On-line sensor technology is currently emerging to address both process efficiency and quality improvement in food processing operations. Processing of food products is complex, involving many steps which, when controlled, can have a direct effect on the quality of the product as perceived by the consumer. To control a food process, sensor technology can be coupled with process control systems. This technology can take many forms, from simple physical measurements of material weight and ingredient size, to complex analytical chemical and biosensors which can measure chemical reactions as they are occurring during food production.

The challenge for food processors, therefore, is to select the best sensor and overall process control strategy for a given process. This involves knowledge of sensor technologies and types, as well as knowledge of the process and the steps which need to be monitored and controlled.

At the research level, identification and synthesis of new materials is a key factor in the development of new sensors for on-line use. Cooperation between the material scientist, the food scientist, the physical chemist, the physicist, and the engineer is important to be able to understand and tailor sensor performance for the on-line processing environments of the food processor. Such research studies are giving rise to new sensors including polymers, ceramics, and new optical systems.

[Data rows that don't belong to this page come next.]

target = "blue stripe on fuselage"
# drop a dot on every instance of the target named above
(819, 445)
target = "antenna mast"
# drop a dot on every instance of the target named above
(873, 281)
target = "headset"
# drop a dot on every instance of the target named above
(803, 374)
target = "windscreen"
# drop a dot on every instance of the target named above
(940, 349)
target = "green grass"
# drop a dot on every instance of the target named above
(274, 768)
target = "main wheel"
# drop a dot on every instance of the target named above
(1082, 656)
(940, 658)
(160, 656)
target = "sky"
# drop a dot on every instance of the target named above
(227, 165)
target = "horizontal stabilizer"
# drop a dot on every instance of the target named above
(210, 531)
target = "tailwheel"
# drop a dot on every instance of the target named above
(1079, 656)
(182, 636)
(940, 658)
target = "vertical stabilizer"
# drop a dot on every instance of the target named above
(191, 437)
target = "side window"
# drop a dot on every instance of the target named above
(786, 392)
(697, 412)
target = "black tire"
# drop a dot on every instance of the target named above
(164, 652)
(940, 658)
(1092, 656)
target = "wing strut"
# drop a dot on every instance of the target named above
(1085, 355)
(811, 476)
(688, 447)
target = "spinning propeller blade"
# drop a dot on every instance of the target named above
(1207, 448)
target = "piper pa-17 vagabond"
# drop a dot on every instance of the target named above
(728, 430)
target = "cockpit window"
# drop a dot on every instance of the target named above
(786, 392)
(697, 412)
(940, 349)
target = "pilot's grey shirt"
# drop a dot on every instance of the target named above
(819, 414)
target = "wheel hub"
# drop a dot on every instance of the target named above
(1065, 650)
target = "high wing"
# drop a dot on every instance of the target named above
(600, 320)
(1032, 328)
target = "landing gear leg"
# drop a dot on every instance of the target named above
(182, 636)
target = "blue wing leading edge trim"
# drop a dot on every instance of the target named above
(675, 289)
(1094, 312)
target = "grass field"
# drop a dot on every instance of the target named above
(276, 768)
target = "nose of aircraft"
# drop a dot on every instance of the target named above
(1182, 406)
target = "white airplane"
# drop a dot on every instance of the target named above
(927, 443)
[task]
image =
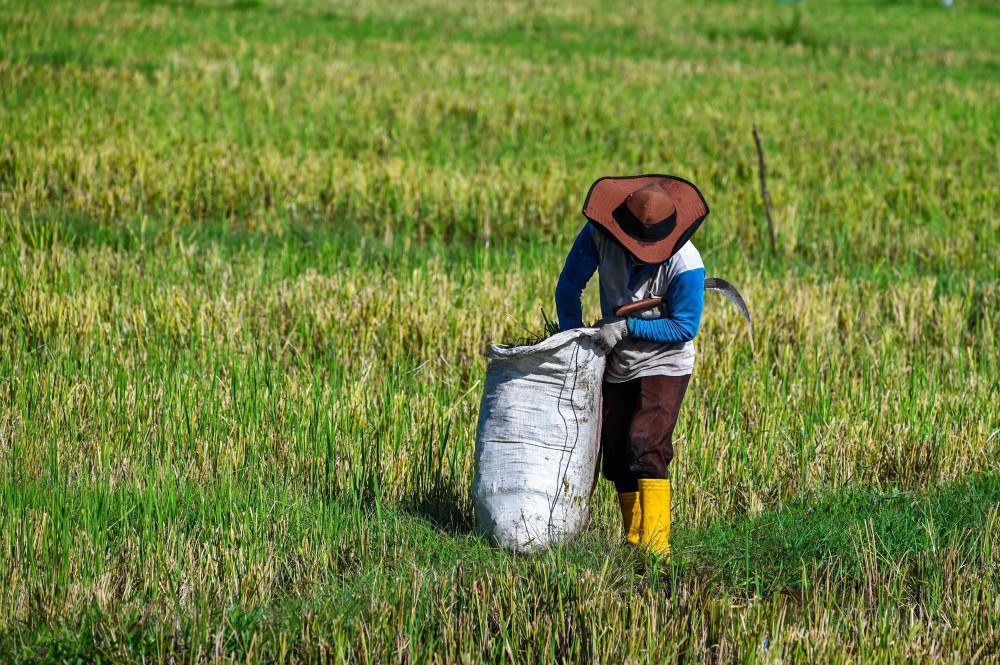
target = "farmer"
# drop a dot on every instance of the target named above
(637, 237)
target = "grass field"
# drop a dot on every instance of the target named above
(251, 254)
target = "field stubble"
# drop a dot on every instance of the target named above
(232, 429)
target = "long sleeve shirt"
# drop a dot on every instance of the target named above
(660, 341)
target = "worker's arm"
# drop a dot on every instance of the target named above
(684, 302)
(579, 268)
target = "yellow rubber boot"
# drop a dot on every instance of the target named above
(631, 515)
(654, 505)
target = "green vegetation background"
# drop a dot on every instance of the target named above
(251, 253)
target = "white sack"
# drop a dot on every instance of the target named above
(537, 440)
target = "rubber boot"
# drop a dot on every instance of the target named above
(631, 515)
(654, 504)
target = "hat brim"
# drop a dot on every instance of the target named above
(609, 193)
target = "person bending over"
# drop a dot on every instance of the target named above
(637, 238)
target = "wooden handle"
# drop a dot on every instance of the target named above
(638, 306)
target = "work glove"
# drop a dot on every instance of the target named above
(609, 334)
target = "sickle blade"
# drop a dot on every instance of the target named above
(730, 291)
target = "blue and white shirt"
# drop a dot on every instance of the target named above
(660, 340)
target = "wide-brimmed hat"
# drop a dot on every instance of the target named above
(651, 216)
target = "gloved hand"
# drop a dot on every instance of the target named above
(610, 334)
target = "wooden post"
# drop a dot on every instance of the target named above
(763, 192)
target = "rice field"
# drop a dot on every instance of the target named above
(252, 252)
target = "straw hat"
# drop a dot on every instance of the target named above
(651, 216)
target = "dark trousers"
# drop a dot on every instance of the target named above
(638, 419)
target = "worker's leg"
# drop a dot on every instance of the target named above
(618, 405)
(651, 451)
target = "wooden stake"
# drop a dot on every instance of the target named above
(763, 192)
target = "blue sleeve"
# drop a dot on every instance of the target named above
(579, 268)
(684, 302)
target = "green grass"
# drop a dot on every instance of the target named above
(251, 254)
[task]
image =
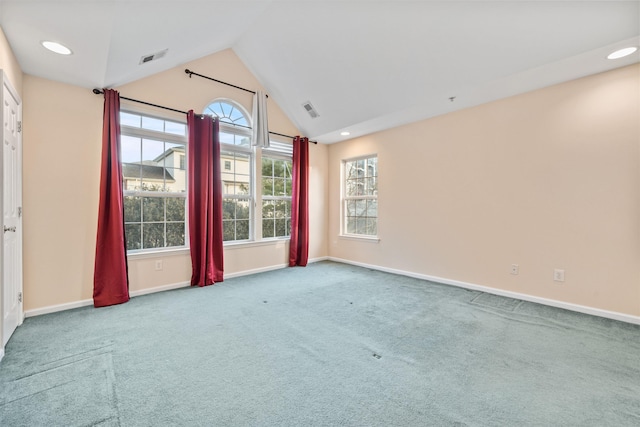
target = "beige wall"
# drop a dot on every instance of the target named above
(548, 179)
(9, 64)
(62, 142)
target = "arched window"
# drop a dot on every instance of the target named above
(236, 165)
(229, 112)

It is hoped that this chapter will provide readers with the tools necessary for selection of sensors for targeted applications. Although further research and development is necessary to bring many of these emerging sensor technologies to the market, successes like those described from laboratories at the Center for Advanced Food Technology, the Center for Process Analytical Chemistry, the Japanese Research and Development Association for Sensing in the Food Industry, the Leatherhead Research Association, and the Campden Food and Drink Research Association, illustrates that sensing technology is coming of age in today's food processing industry.